This project is a Proof of Concept (POC) for Optical Character Recognition (OCR) using Azure Cognitive Services. It extracts text from images and PDFs, processes the extracted data, and generates structured JSON output.
The project integrates three different Azure AI services and OpenAI for OCR processing:
-
OCR Computer Vision Service
- Extracts text from images and PDFs.
- The output format is raw text, requiring additional parsing to convert it into structured JSON.
-
OCR Computer Vision Service with Template
- Uses the same OCR service but applies a predefined template to structure the extracted text into JSON format.
-
Document Intelligence Service
- Leverages Azure's Document Intelligence service with predefined models to accurately parse images and PDFs into structured JSON.

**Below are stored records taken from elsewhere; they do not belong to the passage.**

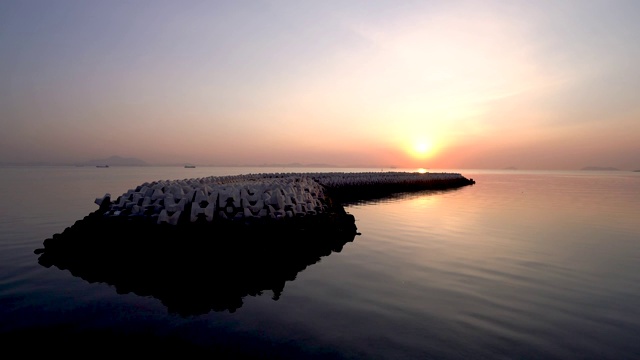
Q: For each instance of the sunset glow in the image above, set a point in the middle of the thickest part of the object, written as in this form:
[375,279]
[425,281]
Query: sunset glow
[457,84]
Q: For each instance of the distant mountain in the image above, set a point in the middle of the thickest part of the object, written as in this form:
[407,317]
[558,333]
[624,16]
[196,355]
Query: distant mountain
[600,168]
[115,161]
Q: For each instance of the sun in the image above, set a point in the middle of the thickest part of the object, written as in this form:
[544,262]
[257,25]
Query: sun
[422,149]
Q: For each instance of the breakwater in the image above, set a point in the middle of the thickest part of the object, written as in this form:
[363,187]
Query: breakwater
[221,209]
[254,197]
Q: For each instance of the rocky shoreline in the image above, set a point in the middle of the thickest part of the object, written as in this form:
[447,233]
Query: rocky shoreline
[283,206]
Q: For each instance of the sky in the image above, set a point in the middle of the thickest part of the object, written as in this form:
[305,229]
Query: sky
[432,84]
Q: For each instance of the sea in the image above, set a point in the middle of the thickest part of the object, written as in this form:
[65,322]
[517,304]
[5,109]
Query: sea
[520,265]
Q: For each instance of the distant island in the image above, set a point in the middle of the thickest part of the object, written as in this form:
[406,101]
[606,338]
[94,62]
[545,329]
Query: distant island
[600,168]
[114,161]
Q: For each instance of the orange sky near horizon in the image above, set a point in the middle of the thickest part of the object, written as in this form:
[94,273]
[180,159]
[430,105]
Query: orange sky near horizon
[432,84]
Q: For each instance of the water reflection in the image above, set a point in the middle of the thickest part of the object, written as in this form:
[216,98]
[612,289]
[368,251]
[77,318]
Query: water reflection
[192,270]
[384,197]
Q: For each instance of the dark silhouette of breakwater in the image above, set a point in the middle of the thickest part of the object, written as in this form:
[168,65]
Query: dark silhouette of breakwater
[197,268]
[207,262]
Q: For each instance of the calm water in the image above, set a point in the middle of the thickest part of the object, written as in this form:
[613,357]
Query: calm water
[521,265]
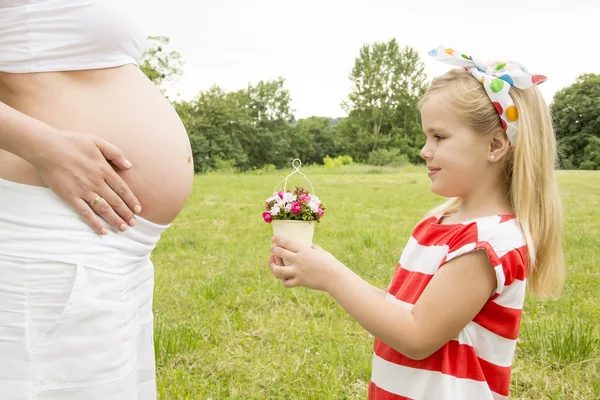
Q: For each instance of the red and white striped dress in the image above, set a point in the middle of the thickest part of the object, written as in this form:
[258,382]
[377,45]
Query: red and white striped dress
[477,363]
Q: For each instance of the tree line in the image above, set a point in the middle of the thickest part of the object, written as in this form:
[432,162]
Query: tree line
[255,127]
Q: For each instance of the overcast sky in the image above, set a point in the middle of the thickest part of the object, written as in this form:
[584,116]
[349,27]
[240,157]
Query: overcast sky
[313,44]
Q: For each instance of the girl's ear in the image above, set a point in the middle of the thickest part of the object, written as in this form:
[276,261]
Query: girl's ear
[499,145]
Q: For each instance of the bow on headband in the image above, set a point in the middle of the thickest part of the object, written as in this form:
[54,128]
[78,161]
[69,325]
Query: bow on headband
[496,80]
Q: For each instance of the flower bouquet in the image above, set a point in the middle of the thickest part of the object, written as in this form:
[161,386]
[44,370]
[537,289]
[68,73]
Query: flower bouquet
[294,214]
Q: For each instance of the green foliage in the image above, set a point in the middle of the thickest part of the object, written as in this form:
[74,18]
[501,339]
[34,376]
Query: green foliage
[382,106]
[591,154]
[160,65]
[339,161]
[387,157]
[576,113]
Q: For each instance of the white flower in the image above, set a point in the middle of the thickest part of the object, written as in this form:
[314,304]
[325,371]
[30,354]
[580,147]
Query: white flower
[275,210]
[273,198]
[288,197]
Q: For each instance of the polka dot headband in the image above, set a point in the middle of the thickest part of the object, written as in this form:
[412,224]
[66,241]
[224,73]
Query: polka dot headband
[496,80]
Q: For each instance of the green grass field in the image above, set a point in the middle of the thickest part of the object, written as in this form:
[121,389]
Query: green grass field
[226,329]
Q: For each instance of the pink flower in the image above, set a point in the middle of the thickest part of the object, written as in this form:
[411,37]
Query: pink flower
[267,217]
[296,207]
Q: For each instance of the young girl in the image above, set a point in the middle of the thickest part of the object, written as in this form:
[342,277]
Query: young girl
[447,326]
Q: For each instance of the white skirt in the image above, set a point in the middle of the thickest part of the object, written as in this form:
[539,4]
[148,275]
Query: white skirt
[76,316]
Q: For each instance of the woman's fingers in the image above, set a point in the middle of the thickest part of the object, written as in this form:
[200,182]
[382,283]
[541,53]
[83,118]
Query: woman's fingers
[113,153]
[104,209]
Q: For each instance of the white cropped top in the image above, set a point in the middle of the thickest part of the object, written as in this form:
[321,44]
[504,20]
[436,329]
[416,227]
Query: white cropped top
[66,35]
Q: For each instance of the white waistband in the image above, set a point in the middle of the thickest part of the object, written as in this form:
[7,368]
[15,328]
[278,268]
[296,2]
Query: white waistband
[35,223]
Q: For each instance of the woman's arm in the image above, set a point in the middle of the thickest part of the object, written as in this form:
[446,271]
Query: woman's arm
[453,297]
[74,165]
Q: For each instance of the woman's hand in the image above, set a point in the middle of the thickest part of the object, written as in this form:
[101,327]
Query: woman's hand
[312,267]
[76,167]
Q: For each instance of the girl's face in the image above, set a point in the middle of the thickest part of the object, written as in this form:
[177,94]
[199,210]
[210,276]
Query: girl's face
[457,157]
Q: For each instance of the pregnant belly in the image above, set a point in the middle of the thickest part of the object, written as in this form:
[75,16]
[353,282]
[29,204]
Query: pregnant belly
[122,106]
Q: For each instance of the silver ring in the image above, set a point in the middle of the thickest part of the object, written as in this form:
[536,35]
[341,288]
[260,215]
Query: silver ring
[96,200]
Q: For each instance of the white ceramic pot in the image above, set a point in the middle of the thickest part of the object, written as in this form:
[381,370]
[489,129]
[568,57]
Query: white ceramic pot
[301,231]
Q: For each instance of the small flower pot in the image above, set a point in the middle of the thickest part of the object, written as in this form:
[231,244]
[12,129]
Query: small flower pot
[300,231]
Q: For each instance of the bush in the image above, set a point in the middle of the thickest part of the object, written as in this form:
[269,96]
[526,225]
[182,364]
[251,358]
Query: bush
[331,163]
[387,157]
[224,165]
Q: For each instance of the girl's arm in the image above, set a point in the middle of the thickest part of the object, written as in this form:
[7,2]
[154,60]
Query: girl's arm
[453,297]
[455,294]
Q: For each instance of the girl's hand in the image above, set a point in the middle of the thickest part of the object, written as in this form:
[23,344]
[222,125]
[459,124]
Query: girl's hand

- If higher accuracy is required, it supports custom model training and usage.
-
OpenAI Service
- Utilizes OpenAI models for improved accuracy.
- Supports both PDF and image processing.

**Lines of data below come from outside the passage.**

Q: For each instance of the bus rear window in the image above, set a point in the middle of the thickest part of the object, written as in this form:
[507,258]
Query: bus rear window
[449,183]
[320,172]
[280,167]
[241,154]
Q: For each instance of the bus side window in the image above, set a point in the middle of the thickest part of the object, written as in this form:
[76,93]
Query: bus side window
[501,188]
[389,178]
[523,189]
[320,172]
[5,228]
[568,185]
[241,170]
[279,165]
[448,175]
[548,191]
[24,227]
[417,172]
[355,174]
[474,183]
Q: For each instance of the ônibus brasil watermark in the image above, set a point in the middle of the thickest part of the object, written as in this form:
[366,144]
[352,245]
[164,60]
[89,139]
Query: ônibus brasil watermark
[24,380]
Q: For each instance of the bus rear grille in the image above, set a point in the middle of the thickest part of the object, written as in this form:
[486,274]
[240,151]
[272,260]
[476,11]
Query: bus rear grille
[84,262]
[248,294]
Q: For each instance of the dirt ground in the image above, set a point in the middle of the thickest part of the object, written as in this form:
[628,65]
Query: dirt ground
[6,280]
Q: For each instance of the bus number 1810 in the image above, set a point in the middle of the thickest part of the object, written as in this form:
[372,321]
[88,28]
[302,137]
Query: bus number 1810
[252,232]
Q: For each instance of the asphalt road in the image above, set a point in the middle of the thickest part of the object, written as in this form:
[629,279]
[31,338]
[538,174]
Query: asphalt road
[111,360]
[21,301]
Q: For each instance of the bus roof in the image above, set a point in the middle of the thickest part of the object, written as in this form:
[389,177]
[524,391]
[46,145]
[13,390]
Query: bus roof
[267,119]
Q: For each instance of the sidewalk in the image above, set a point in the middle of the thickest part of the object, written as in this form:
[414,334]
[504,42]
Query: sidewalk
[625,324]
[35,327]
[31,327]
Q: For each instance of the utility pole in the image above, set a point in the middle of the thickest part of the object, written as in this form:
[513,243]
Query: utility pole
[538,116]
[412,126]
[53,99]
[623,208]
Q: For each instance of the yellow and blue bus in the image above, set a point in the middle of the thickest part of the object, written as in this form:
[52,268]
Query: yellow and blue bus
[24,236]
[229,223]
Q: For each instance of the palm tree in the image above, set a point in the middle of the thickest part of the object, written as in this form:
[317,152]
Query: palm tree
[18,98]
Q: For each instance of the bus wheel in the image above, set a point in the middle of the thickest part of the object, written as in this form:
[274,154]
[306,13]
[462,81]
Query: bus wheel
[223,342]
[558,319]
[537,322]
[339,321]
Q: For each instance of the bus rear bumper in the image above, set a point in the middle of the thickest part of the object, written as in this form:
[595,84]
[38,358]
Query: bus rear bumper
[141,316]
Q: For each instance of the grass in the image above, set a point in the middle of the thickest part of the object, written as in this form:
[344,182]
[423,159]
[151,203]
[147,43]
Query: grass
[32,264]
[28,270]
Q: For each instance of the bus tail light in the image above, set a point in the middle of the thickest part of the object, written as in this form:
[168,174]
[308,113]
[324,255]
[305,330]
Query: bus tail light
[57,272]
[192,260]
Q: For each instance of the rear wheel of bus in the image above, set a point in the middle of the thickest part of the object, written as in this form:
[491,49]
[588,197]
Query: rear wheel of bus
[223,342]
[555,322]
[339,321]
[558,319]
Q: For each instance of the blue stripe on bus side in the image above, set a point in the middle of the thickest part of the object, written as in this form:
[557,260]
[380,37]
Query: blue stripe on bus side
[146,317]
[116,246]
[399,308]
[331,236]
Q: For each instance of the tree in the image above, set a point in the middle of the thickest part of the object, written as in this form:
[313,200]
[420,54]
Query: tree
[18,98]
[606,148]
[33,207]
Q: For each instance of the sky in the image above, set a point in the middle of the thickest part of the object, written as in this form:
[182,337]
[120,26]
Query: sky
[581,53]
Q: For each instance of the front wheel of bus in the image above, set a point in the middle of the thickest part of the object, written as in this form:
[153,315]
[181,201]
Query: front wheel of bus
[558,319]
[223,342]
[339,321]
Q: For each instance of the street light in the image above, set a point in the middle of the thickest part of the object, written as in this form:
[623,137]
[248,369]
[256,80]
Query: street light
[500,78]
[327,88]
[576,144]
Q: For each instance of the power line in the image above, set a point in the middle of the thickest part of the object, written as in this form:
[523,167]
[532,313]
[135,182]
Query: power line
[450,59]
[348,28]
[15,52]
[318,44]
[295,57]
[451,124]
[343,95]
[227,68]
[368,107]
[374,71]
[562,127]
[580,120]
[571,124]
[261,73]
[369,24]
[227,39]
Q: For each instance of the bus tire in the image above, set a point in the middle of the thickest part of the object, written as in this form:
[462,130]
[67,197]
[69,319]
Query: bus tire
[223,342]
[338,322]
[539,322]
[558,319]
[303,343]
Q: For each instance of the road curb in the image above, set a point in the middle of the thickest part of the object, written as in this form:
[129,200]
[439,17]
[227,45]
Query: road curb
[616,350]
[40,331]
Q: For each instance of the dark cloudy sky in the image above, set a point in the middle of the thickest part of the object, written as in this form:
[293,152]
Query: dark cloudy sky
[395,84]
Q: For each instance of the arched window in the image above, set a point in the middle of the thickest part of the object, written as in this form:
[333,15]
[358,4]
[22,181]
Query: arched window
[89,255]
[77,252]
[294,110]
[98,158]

The project is structured to efficiently handle text extraction, processing, and formatting into structured JSON outputs using different AI services.
Before setting up the project, ensure you have the following:
- Node.js installed on your system.
- An Azure Cognitive Services account.
-
Clone the repository:
git clone https://github.com/saranvlmna/poc_ocr.git cd poc_ocr -
Install dependencies:
npm install
-
Create a
.envfile in the root directory and add your Azure Cognitive Services credentials:AZURE_VISION_ENDPOINT="your_computer_vision_endpoint" AZURE_VISION_KEY="your_computer_vision_api_key" AZURE_DOCINTELLIGENCE_ENDPOINT=" your_document_intelligence_endpoint" AZURE_DOCINTELLIGENCE_KEY="your_document_intelligence_api_key" OPEN_AI_ENDPOINT="your_openai_endpoint" OPENAI_API_KEY="your_openai_api_key" AZURE_OPENAI_API_KEY="your_azure_openai_api_key" AZURE_OPENAI_ENDPOINT="your_azure_openai_endpoint" AZURE_OPENAI_MODEL_NAME="your_azure_openai_model_name" AZURE_OPENAI_MODEL_VERSION="your_azure_openai_model_version"
-
Start the server:
npm run dev
-
The server will be running at
http://localhost:4578.
- Endpoint:
/azure/vision - Method:
POST - Description: Uploads an image file and extracts text using Azure Computer Vision.
- Request Format:
multipart/form-datawith a file field namedfile.
- Endpoint:
/azure/intelligence - Method:
POST - Description: Analyzes a PDF document using Azure Document Intelligence.
scripts/template.js: Parses OCR data and generates structured JSON.scripts/test.js: Tests the Azure Form Recognizer with a sample PDF.
This project demonstrates a robust approach to OCR by integrating multiple AI services to enhance accuracy and efficiency in text extraction and structuring.